Doug founded the field of Mitochondrial Medical Genetics. He defined the rules of human mtDNA genetics including demonstrating the maternal inheritance of the human mtDNA. He discovered the first inherited mtDNA diseases; used the accumulation of mtDNA mutations along radiating maternal lineages to reconstruct the origin and ancient migration of women; demonstrated that the accumulation of mtDNA mutations in tissues constitutes an aging clock; linked mitochondrial genetic variation to a wide range of metabolic, degenerative and neuropsychiatric disorders, and showed that mtDNA variation and mitochondrial dysfunction are critical in infectious disease and cancer. He also was the first to discover that mitochondria communicate with each other. Currently he is using mouse models of mitochondrial disease to develop metabolic and genetic therapies for both rare and common diseases with a mitochondrial etiology, and he is investigating potential quantum biology of mitochondrial oxidative phosphorylation.

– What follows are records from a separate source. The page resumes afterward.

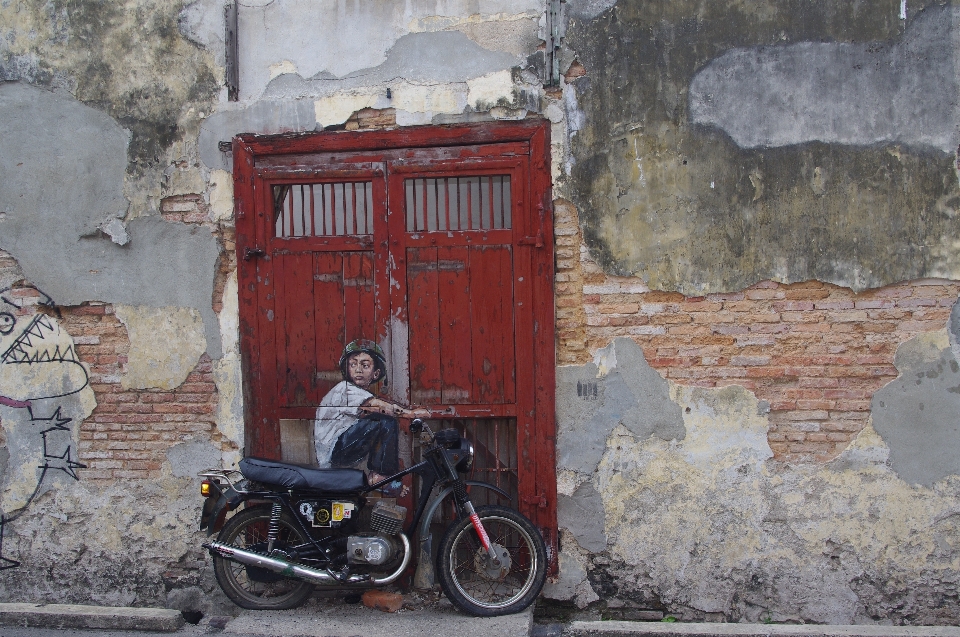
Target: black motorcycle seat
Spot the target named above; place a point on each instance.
(299, 476)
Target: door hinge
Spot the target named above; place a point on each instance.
(537, 240)
(539, 500)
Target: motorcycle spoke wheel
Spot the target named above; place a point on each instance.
(477, 587)
(256, 588)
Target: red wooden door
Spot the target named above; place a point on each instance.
(430, 243)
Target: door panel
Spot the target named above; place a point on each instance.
(437, 244)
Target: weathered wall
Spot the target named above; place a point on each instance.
(117, 248)
(756, 271)
(757, 238)
(725, 143)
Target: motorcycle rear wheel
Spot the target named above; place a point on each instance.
(468, 579)
(256, 588)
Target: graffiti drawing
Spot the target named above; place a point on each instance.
(38, 363)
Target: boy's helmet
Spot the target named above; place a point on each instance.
(362, 345)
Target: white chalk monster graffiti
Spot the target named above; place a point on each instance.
(44, 388)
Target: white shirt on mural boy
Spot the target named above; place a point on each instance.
(338, 411)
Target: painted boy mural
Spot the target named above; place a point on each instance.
(352, 424)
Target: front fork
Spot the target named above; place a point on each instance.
(463, 500)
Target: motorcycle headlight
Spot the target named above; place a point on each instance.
(466, 459)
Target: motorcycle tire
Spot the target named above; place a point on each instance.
(256, 588)
(484, 589)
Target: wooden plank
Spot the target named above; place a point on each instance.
(542, 271)
(358, 299)
(491, 296)
(329, 319)
(414, 137)
(295, 329)
(296, 441)
(456, 332)
(423, 310)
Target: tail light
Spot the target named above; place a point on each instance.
(207, 488)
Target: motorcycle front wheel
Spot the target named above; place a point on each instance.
(256, 588)
(479, 585)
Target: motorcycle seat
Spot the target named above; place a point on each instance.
(298, 476)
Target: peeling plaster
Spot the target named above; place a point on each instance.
(593, 399)
(326, 36)
(709, 525)
(901, 92)
(227, 372)
(221, 197)
(144, 531)
(47, 140)
(916, 415)
(47, 396)
(165, 345)
(665, 197)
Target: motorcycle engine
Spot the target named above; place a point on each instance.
(370, 549)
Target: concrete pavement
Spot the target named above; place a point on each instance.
(332, 618)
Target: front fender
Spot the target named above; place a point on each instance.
(424, 578)
(424, 529)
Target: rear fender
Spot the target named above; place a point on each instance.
(215, 509)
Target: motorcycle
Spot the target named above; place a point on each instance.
(302, 527)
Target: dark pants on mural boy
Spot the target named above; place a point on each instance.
(373, 437)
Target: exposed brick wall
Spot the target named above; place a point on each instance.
(816, 352)
(129, 431)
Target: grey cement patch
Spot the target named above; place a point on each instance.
(592, 401)
(444, 56)
(953, 329)
(582, 514)
(903, 92)
(918, 416)
(188, 458)
(265, 117)
(680, 204)
(340, 39)
(587, 9)
(62, 165)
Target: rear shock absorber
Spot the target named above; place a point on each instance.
(274, 529)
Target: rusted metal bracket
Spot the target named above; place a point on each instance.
(555, 29)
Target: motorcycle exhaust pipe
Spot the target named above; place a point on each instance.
(297, 571)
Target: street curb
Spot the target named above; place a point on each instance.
(679, 629)
(103, 617)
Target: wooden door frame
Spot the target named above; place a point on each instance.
(536, 432)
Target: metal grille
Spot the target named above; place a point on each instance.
(458, 203)
(495, 460)
(323, 210)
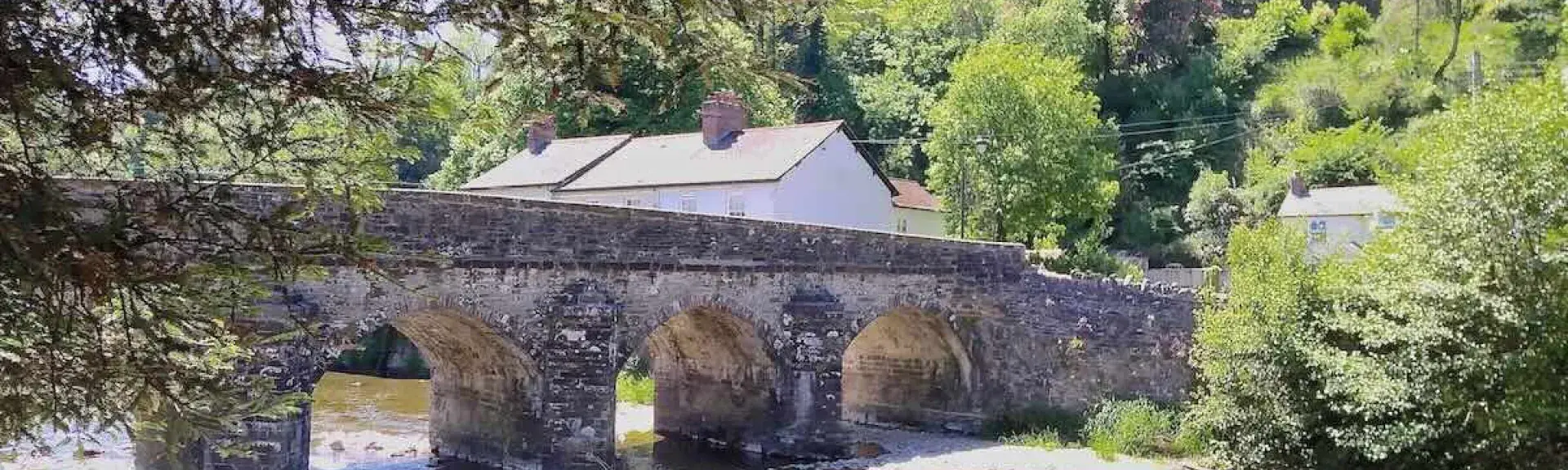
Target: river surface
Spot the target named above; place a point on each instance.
(369, 423)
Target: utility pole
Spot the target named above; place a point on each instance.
(1418, 30)
(982, 143)
(1476, 78)
(963, 200)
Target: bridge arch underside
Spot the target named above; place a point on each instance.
(714, 379)
(485, 390)
(908, 368)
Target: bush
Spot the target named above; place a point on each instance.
(634, 388)
(1089, 257)
(1134, 428)
(1349, 29)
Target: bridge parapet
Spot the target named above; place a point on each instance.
(528, 310)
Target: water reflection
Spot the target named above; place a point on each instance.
(369, 423)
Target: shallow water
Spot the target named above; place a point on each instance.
(371, 423)
(381, 423)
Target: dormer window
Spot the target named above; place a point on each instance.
(1317, 230)
(1385, 221)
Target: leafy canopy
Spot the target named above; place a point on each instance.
(1045, 167)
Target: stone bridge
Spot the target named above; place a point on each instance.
(763, 335)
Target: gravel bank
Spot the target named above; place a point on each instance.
(941, 451)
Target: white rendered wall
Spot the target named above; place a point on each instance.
(835, 186)
(533, 192)
(707, 199)
(920, 222)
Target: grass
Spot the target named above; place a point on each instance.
(1046, 439)
(1114, 428)
(630, 387)
(1134, 428)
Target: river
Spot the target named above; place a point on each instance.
(371, 423)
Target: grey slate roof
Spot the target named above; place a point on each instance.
(1355, 200)
(559, 163)
(756, 154)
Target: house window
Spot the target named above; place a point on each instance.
(1387, 221)
(1317, 230)
(737, 204)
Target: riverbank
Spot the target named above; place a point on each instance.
(368, 423)
(908, 450)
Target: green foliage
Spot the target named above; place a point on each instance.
(1249, 349)
(1213, 208)
(1034, 420)
(137, 310)
(1349, 29)
(1039, 172)
(1089, 257)
(1058, 29)
(1437, 347)
(1249, 41)
(1046, 439)
(896, 60)
(1348, 156)
(637, 388)
(1131, 428)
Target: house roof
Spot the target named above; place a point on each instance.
(559, 163)
(913, 195)
(1355, 200)
(755, 154)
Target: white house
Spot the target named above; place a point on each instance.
(1339, 221)
(915, 209)
(546, 163)
(800, 173)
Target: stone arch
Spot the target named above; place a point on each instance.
(715, 378)
(908, 367)
(485, 390)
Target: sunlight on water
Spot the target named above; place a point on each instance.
(369, 423)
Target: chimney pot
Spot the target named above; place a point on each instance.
(1297, 186)
(724, 114)
(540, 134)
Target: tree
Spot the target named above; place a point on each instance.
(140, 310)
(1046, 165)
(1058, 29)
(1213, 208)
(1440, 345)
(1165, 29)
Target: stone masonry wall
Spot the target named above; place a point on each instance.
(540, 304)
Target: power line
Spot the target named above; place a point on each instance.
(1183, 120)
(1187, 151)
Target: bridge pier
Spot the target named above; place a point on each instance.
(579, 373)
(814, 357)
(278, 444)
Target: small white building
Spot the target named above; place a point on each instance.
(916, 211)
(809, 173)
(1339, 221)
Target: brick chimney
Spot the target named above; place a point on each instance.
(724, 114)
(1297, 186)
(540, 134)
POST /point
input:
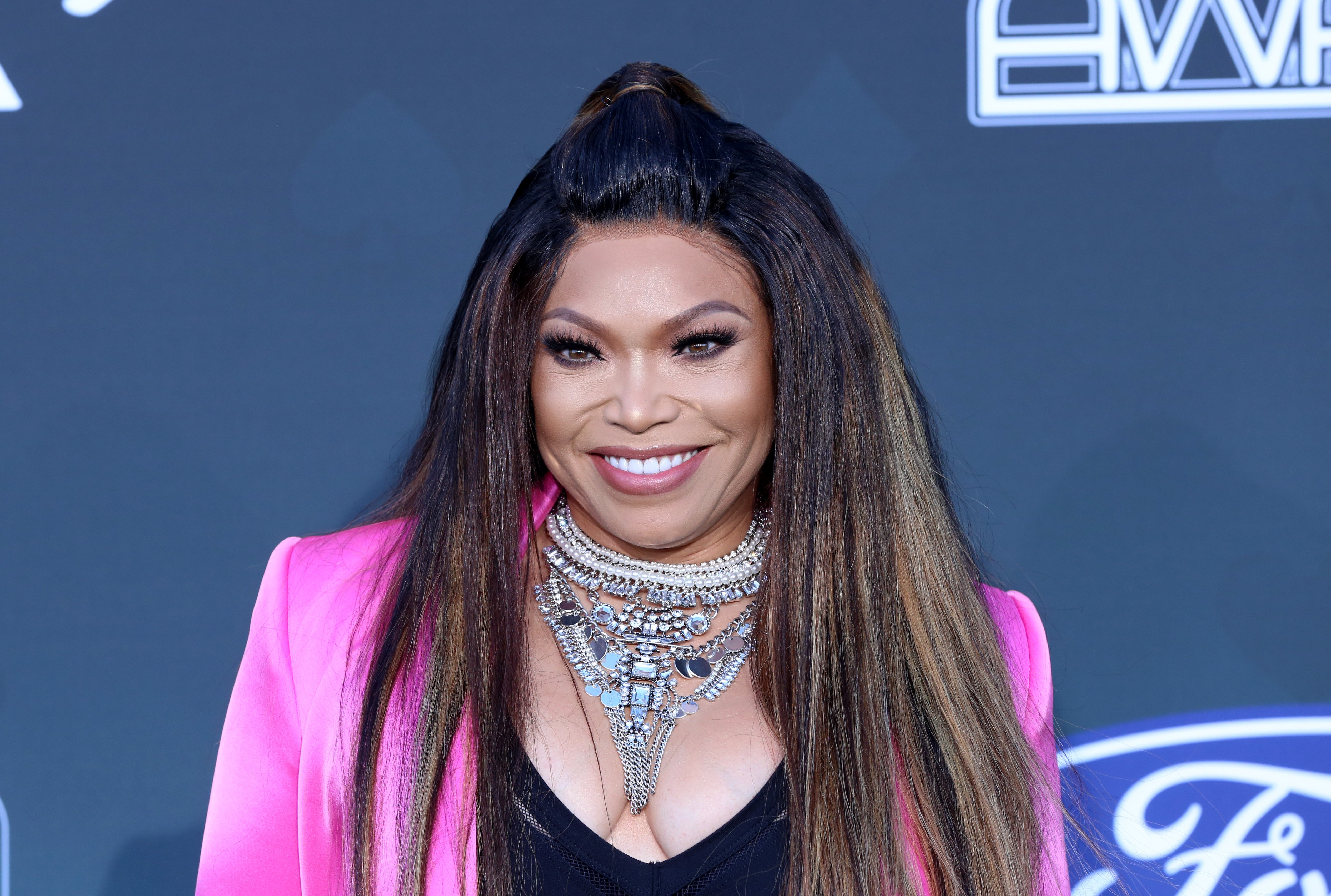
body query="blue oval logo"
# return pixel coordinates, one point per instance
(1230, 802)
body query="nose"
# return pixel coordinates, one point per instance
(641, 401)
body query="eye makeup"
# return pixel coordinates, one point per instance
(570, 350)
(715, 340)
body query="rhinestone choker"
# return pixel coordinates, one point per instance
(633, 657)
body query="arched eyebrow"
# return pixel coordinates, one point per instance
(576, 318)
(681, 320)
(702, 310)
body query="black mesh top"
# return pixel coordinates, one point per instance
(558, 854)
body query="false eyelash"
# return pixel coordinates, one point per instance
(723, 337)
(558, 342)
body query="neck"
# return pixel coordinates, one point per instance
(717, 540)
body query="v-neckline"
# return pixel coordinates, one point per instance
(540, 803)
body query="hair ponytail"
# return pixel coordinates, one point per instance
(879, 669)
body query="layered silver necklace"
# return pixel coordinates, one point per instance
(635, 656)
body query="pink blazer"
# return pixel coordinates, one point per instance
(275, 818)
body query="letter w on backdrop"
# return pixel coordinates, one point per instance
(1148, 60)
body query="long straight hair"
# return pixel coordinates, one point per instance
(879, 667)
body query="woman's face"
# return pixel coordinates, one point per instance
(653, 390)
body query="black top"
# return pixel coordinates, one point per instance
(557, 854)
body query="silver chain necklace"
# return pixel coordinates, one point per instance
(630, 657)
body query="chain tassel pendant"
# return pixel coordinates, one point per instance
(634, 660)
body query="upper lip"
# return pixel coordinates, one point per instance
(644, 454)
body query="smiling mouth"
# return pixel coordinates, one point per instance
(650, 466)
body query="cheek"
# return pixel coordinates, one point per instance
(743, 403)
(547, 406)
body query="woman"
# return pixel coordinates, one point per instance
(671, 596)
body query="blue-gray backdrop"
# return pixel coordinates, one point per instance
(231, 234)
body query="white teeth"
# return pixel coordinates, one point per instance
(650, 466)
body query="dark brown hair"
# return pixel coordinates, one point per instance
(879, 668)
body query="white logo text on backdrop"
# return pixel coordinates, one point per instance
(1126, 63)
(1172, 838)
(10, 100)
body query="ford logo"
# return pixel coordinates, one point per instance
(1233, 802)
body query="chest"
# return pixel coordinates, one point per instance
(715, 762)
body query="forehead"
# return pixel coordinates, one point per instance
(651, 273)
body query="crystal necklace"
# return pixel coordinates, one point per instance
(631, 657)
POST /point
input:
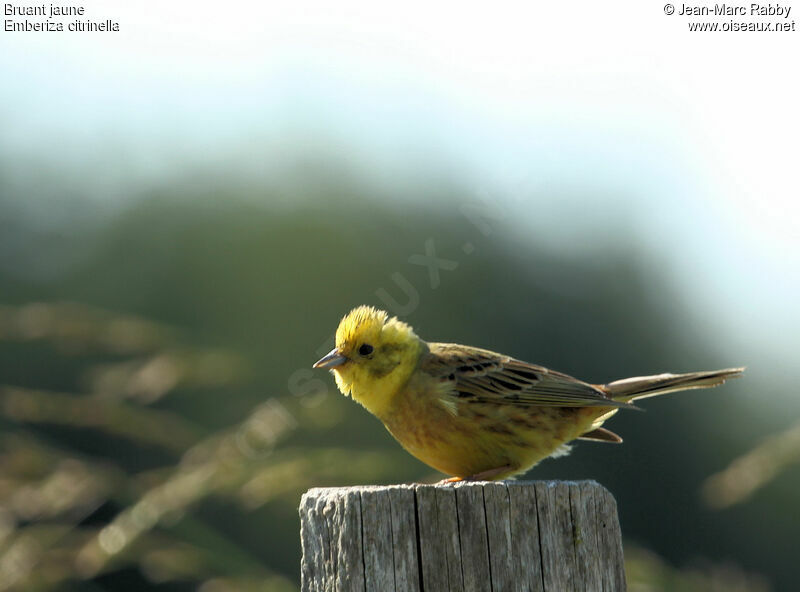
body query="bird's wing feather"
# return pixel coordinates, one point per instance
(488, 377)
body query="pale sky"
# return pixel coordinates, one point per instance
(698, 130)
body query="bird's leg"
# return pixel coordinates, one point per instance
(482, 476)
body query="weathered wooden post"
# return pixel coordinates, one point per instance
(550, 536)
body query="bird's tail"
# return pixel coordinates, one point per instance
(641, 387)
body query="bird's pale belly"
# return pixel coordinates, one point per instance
(498, 439)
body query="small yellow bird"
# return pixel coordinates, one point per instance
(473, 413)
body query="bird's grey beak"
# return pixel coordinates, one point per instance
(333, 359)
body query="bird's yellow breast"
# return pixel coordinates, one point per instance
(470, 438)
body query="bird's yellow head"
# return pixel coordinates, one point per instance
(374, 356)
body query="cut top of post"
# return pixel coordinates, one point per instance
(509, 535)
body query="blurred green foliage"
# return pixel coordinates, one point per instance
(160, 421)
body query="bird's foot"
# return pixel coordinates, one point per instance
(482, 476)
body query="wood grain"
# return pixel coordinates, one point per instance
(543, 536)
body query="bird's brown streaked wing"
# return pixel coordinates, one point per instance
(488, 377)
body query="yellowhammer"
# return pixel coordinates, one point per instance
(476, 414)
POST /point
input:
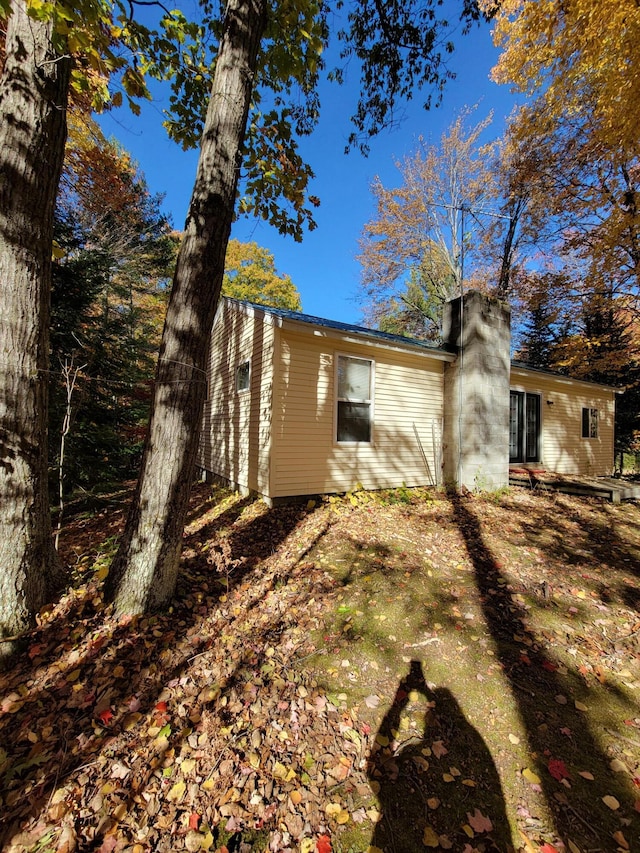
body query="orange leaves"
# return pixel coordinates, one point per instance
(323, 844)
(557, 769)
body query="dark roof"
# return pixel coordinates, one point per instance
(349, 328)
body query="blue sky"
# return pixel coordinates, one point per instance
(324, 265)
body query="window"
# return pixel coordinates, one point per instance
(242, 376)
(354, 399)
(589, 423)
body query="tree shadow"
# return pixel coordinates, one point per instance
(560, 739)
(439, 788)
(86, 686)
(584, 534)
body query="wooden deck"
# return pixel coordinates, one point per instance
(608, 488)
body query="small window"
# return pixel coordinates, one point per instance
(242, 376)
(589, 423)
(354, 399)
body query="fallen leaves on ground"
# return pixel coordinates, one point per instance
(220, 720)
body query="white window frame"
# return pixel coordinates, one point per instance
(245, 388)
(593, 422)
(369, 401)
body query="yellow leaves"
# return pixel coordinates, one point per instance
(430, 837)
(176, 793)
(337, 812)
(282, 773)
(575, 48)
(530, 776)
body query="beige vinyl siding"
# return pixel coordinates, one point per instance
(562, 448)
(236, 430)
(407, 419)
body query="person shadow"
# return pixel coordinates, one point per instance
(439, 788)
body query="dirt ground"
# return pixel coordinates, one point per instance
(395, 671)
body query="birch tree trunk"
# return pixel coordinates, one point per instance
(33, 97)
(144, 572)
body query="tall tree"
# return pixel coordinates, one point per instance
(570, 54)
(425, 236)
(116, 253)
(38, 54)
(395, 43)
(33, 101)
(397, 46)
(250, 273)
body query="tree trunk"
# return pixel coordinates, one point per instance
(33, 98)
(144, 572)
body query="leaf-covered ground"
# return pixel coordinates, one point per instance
(402, 672)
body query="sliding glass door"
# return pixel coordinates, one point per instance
(524, 427)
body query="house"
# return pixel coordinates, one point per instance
(298, 405)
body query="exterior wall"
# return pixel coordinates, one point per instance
(563, 450)
(476, 402)
(236, 430)
(407, 417)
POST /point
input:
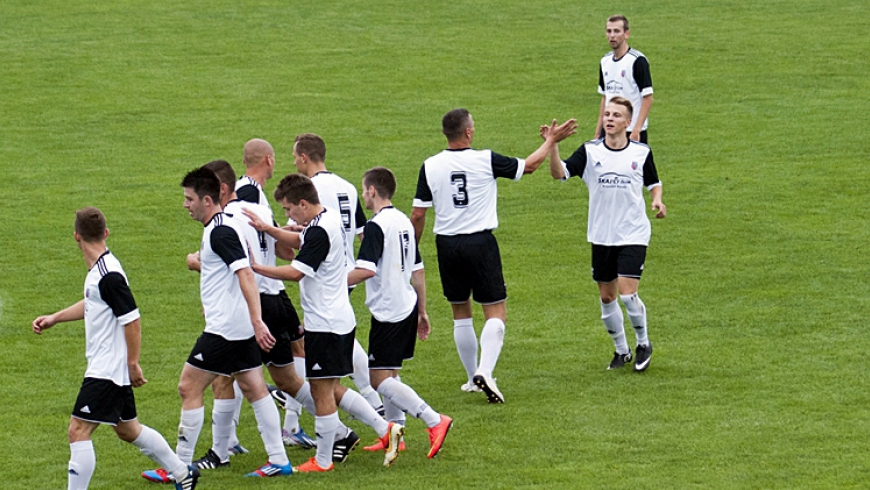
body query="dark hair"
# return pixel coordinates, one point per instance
(90, 224)
(204, 183)
(311, 145)
(454, 123)
(617, 18)
(224, 172)
(382, 179)
(624, 103)
(296, 187)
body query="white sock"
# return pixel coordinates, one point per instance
(324, 428)
(361, 376)
(408, 400)
(269, 425)
(222, 427)
(466, 345)
(237, 410)
(636, 315)
(358, 407)
(82, 461)
(292, 410)
(491, 342)
(299, 364)
(303, 396)
(153, 445)
(611, 314)
(188, 433)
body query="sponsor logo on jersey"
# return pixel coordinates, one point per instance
(613, 180)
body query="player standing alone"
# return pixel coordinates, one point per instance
(616, 170)
(460, 184)
(113, 339)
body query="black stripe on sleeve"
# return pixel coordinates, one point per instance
(116, 293)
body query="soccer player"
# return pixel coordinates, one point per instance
(624, 72)
(234, 331)
(330, 325)
(460, 184)
(259, 161)
(616, 170)
(396, 296)
(278, 314)
(309, 157)
(112, 345)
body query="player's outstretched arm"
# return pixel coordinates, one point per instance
(283, 236)
(68, 314)
(552, 136)
(133, 338)
(418, 282)
(248, 285)
(657, 205)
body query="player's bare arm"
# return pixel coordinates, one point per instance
(657, 205)
(418, 219)
(68, 314)
(248, 285)
(554, 134)
(133, 338)
(283, 235)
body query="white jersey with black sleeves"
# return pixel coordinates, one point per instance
(323, 290)
(223, 253)
(461, 185)
(109, 306)
(258, 242)
(390, 251)
(627, 77)
(616, 179)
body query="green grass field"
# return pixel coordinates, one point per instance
(756, 282)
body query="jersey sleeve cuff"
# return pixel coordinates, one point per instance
(521, 169)
(129, 317)
(365, 264)
(303, 268)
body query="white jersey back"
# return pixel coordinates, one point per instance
(616, 179)
(390, 251)
(262, 244)
(323, 290)
(109, 306)
(341, 196)
(223, 253)
(461, 185)
(627, 77)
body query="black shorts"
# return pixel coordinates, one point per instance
(283, 322)
(215, 354)
(103, 402)
(392, 343)
(470, 263)
(608, 263)
(328, 355)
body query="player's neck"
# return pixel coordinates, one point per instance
(616, 141)
(92, 252)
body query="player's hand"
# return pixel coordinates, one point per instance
(254, 220)
(423, 326)
(137, 379)
(193, 262)
(264, 338)
(42, 323)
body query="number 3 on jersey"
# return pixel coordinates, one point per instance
(460, 194)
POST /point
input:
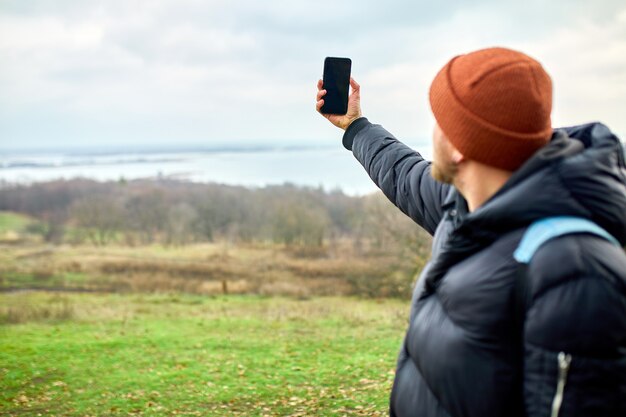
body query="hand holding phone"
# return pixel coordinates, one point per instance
(335, 86)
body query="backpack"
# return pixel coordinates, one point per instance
(538, 233)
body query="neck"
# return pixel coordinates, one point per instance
(477, 182)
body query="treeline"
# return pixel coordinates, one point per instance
(177, 213)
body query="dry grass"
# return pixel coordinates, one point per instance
(207, 269)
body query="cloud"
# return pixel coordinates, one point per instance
(200, 71)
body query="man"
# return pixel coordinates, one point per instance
(498, 166)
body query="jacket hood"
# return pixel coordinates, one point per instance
(581, 172)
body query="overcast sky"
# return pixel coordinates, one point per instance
(214, 72)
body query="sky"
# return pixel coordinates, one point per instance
(126, 73)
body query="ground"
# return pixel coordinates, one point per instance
(159, 354)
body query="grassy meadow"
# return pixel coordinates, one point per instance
(152, 355)
(208, 329)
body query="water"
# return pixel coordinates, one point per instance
(330, 167)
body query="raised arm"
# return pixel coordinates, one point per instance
(399, 171)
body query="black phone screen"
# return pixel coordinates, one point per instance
(336, 84)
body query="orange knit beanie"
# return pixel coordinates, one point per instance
(494, 106)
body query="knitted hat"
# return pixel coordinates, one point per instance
(494, 106)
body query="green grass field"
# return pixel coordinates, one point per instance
(155, 355)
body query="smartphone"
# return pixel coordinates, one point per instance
(336, 84)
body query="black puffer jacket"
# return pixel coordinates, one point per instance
(462, 354)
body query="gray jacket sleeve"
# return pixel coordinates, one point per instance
(400, 172)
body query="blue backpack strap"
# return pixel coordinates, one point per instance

Doug is an author on more than 500 scholarly publications.
Among other honors and awards, he is a member of the National Academy of Sciences, the National Institute of Medicine and the American Academy of Arts and Sciences. He received the William Allan Award from the American Society of Human Genetics, the Passano Award for mitochondrial genetics, the Gruber Genetics Prize, the American College of Physicians Award for Outstanding Work in Science as Related to Medicine, the Benjamin Franklin Medal for the Life Science, the Janssen Award for Biomedical Research, and Beering Award from Indiana University. He is also the recipient of aa honorary degree in Medicine and Surgery from the University of Padua.
Doug earned a BS in Genetics and Developmental Biology at Cornell University, an MPhil in Microbiology and Human Genetics and a PhD in
Microbiology and Human Genetics at Yale University, and an MD in Mitochondrial Medicine at the University of Padua.